# Background
The objective of this project is to classify the overall sentiment of a tweet's context as neutral, negative, or positive using NLP classifiers. To complete, this project, we are given a dataset of 27,481 tweets, where 22,464 of those tweets were captured as having either a neutral, negative, or positive sentiment.
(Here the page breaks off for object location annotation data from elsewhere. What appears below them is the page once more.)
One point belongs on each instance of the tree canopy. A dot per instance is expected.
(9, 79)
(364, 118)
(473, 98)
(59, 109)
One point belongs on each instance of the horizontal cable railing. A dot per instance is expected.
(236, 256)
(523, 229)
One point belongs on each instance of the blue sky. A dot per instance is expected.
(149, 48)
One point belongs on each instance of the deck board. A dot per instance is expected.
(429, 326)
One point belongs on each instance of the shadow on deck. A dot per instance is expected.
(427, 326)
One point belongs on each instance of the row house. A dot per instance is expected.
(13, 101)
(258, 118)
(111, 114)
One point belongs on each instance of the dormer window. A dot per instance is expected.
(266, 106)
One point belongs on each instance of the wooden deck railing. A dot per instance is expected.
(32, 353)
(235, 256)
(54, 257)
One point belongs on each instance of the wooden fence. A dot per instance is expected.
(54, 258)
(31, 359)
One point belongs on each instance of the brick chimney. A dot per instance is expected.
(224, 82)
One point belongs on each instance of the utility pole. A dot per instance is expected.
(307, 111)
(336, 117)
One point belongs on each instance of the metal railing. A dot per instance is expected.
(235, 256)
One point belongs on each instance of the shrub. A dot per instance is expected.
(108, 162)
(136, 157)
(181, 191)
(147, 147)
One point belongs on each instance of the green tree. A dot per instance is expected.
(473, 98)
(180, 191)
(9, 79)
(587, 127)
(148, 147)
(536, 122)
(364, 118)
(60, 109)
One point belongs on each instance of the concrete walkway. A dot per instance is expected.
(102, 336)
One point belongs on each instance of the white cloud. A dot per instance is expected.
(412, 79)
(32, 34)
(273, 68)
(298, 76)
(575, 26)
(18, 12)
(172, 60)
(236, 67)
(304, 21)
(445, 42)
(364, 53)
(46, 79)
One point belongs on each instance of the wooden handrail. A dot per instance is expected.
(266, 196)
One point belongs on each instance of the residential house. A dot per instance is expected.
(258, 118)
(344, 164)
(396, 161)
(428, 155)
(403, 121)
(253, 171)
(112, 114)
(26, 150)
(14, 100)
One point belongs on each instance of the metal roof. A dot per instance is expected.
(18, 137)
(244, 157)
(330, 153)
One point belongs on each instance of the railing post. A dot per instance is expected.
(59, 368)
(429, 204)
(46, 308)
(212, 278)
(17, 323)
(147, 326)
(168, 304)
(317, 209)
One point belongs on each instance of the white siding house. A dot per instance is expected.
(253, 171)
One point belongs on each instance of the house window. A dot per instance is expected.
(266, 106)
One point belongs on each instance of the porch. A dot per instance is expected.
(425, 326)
Our goal is to use this training data of ~27.5k tweets to predict the sentiment of the 3,534 tweets in our testing data set.

# Objective
Run Affin on testing set and see how accurate it is

## Importing Libraries

In [1]:
from afinn import Afinn
import re
import numpy as np
import pandas as pd

## Read Testing Dataset

In [2]:
test = pd.read_csv("/Users/bethelikejiofor/Documents/GitHub/ENTITY-Final-Project/Data/test.csv")
test.head()

Unnamed: 0,textID,text,sentiment
0,f87dea47db,Last session of the day http://twitpic.com/67ezh,neutral
1,96d74cb729,Shanghai is also really exciting (precisely -...,positive
2,eee518ae67,"Recession hit Veronique Branquinho, she has to...",negative
3,01082688c6,happy bday!,positive
4,33987a8ee5,http://twitpic.com/4w75p - I like it!!,positive


In [3]:
# Instantiate Affin
afn = Afinn()

## Wrangling Dataset

In [4]:
def removepunct(text):
    text = re.sub(r'[^\w\s]', '', text)
    return text

In [5]:
test = test[['text', 'sentiment']]
test['text'] = test.text.astype(str).str.lower()
test['text_clean'] = test['text'].apply(removepunct)
test.head()

Unnamed: 0,text,sentiment,text_clean
0,last session of the day http://twitpic.com/67ezh,neutral,last session of the day httptwitpiccom67ezh
1,shanghai is also really exciting (precisely -...,positive,shanghai is also really exciting precisely s...
2,"recession hit veronique branquinho, she has to...",negative,recession hit veronique branquinho she has to ...
3,happy bday!,positive,happy bday
4,http://twitpic.com/4w75p - i like it!!,positive,httptwitpiccom4w75p i like it


## Affin Sentiment Analysis

In [8]:
def sentiment_analyzer(text):
    
    #compute scores (polarity) and labels
    score = afn.score(text)
    if score > 0:
        return 'positive'
    if score < 0:
        return 'negative'
    if score == 0:
        return 'neutral'

In [9]:
test['sentiment_pred'] = test['text_clean'].apply(sentiment_analyzer)

In [11]:
pos = len(test[test['sentiment']=='positive'])
pos1 = len(test[(test['sentiment']=='positive') & (test['sentiment_pred']=='positive')])
print('Positive accuracy: ',pos1/pos*100,'%' )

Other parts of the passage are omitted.